Finding correlated genes on TCGA expression data.

We have published a new section in IntOGen in collaboration with Hautaniemi Lab, where you can do a gene correlation with the gene expression results of TCGA (The Cancer Genome Atlas) for a given subset of patients that share some specific clinical annotations. Then you will be able to browse your correlations next to global gene expression, SNP survival and DNA methylation analyses. The data analyzed so far includes 4 tumor types from TCGA: glioblastoma multiforme (GBM; 507 samples), ovarian serous adenocarcinoma (OV; 546 samples), breast invasive carcinoma (BRCA; 525 samples) and colon adenocarcinoma (COAD; 161 samples).

The analysis has been done using Anduril, a workflow framework developed at Hautaniemi lab. The overall goal in the analyses is to identify common genomic regions or transcripts that have survival effect in individual cancers. To this end we have identified in all these four cancers differentially expressed genes, genomic regions with copy number aberrations or differential methylation, single nucleotide polymorphisms (SNPs), genes and genomic regions with significant survival association with Kaplan-Meier method, and genes that have simultaneous copy number alteration and significant expression changes.

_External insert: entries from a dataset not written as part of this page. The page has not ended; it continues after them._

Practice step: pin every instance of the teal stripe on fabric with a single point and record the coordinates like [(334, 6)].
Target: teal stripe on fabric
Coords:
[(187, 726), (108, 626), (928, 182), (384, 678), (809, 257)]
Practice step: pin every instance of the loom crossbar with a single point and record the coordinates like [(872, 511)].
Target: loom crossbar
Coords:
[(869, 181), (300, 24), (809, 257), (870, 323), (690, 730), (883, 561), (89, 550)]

Since we created IntOGen we had the motivation to let the user do simple analyses over the data and browse their results next to our datasets. For this reason we are developing Onexus, analysis management system that integrates the IntOGen browser with Anduril. This allows to create websites where the final user can define new analysis, run them on the fly and browse the results next to precalculated datasets. Onexus is under development, we are planning a first public release by the first 2012 quarter, if you want to learn more about it visit the Onexus web site.

Today Kristian Ovaska, from Hautaniemi lab, is presenting this work at the TCGA symposium.